Here are some important information for those who have sold or are about to sell their home. If you have a gain from the sale of your main home, you may be able to exclude all or part of that gain from your income. Keep the following in mind when you sell your home.
- In general, you are eligible to exclude the gain from income if you have owned and used your home as your main home for two years out of the five years prior to the date of its sale.
- If you have a gain from the sale of your main home, you may be able to exclude up to $250,000 of the gain from your income ($500,000 on a joint return in most cases).
- You are not eligible for the full exclusion if you excluded the gain from the sale of another home during the two-year period prior to the sale of your home.
- If you can exclude all of the gain, you do not need to report the sale of your home on your tax return.
- If you have a gain that cannot be excluded, it is taxable. You must report it on Form 1040, Schedule D, Capital Gains and Losses.

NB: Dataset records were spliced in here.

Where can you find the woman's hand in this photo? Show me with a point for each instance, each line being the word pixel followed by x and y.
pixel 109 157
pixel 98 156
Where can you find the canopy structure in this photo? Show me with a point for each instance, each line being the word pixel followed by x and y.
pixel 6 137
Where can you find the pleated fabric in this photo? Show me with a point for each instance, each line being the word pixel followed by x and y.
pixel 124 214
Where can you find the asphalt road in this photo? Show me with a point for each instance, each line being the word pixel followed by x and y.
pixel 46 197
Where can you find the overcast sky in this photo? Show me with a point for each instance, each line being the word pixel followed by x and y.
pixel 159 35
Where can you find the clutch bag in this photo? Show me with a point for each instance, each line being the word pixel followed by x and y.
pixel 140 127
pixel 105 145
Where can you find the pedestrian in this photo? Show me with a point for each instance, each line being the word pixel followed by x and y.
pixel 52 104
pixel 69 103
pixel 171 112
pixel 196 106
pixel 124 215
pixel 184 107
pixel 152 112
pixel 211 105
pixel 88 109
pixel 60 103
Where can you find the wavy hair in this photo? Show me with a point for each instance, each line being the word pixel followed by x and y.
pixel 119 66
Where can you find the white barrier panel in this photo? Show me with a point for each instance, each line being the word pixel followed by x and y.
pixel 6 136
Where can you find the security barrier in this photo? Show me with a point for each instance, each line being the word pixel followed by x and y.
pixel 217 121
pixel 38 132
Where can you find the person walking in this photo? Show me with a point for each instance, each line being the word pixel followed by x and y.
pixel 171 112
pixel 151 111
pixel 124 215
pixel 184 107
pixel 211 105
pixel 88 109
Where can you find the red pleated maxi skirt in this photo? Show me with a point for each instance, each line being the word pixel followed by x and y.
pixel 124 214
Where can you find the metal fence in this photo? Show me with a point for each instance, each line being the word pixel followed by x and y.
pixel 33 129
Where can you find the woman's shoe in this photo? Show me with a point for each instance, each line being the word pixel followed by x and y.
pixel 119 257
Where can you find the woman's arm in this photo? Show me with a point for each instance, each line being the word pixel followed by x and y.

- You cannot deduct a loss from the sale of your main home.
- Worksheets are included in Publication 523, Selling Your Home, to help you figure the adjusted basis of the home you sold, the gain (or loss) on the sale, and the gain that you can exclude. Most tax software can also help with this calculation.
- If you have more than one home, you can exclude a gain only from the sale of your main home. You must pay tax on the gain from selling any other home. If you have two homes and live in both of them, your main home is ordinarily the one you live in most of the time.
- Special rules may apply when you sell a home for which you received the first-time homebuyer credit. See Publication 523, Selling Your Home, for details.
- When you move, be sure to update your address with the IRS and the U.S. Postal Service to ensure you receive mail from the IRS. Use Form 8822, Change of Address, to notify the IRS of your address change.